Watching my kiddo learning to read has been crazy cool. The number of mental leaps required for reading that we now take for granted as adults is absolutely insane. It’s been 6 weeks since my last post. Here’s an update.
Last time I posted that my son had started using the iHuman Chinese app to learn Chinese characters and was loving it. He is still loving it and may in fact be slightly addicted to the app. We have had to reduce all other screentime during the week and put some limits on when he can “study Chinese” since often there are meltdowns when we ask him to stop. On the other hand, because we limit rather than encourage him to “learn Chinese”, it is more like eating dessert than eating vegetables, and he completely owns the learning process. He is motivated, takes initiative, and is excited about learning Chinese. In my eyes, this is absolutely a win, because this is where bilingual parents struggle the most!
We also started using flash cards. In iHuman Chinese, when you first learn a new character, there is an animation of collecting a digital character flash card.

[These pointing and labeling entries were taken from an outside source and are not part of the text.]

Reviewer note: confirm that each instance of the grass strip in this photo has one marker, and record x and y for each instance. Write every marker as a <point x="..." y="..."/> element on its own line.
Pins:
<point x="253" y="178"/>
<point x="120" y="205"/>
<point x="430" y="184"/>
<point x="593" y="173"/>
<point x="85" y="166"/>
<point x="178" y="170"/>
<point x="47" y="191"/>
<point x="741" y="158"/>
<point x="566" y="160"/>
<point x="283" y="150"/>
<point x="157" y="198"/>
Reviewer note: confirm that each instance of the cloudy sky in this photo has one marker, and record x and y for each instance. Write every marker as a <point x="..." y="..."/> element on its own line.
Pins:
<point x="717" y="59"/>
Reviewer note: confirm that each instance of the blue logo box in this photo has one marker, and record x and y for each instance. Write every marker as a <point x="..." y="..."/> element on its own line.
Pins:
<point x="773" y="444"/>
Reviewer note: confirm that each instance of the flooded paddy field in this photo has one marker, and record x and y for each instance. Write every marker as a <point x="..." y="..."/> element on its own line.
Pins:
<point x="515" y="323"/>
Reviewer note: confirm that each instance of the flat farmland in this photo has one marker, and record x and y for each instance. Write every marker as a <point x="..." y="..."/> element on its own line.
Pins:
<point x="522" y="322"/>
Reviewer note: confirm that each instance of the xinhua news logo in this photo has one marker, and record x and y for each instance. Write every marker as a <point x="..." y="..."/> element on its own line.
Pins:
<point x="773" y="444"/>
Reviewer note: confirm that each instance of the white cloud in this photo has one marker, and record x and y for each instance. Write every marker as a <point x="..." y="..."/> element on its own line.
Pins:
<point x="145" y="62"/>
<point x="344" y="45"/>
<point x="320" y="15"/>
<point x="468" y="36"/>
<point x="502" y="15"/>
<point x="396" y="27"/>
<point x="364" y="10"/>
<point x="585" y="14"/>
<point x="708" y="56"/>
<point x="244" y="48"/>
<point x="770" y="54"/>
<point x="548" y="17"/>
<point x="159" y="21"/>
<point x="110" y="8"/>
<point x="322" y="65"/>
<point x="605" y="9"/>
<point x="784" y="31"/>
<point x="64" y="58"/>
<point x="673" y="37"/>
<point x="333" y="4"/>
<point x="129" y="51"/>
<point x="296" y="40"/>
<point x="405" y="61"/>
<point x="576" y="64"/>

We already had some flash cards lying around from a different curriculum we hadn’t started yet (it’s book based, so it’s less engaging and fun and more serious) so I started giving my son a real flash card for each character he learned in the app. He’s always excited to collect a new character card, and watching the flash cards pile up has been super cool for me.
The flash cards have been another real win. Rather than using them to “study” and test memorization, we use these as physical building blocks to create phrases and sentences to read together. My son can associate sounds and even meanings with individual characters, but when we string together longer phrases, I can see that he’s not really reading with comprehension. He’s just stringing sounds together. He loves to string together a long nonsensical sequence of characters for me to read, and then he giggles like crazy, while I string together 3-4 character phrases for him to read. It’s become a fun, open-ended, and exploratory game.
Last night I made some new flash cards – one featuring his Chinese name so that he can be the star of some of our sentences – and he wanted to make his own: 山. The stroke order was wrong but it was definitely a legible 山, which he wrote out fully from memory. I am so excited to keep watching him learn!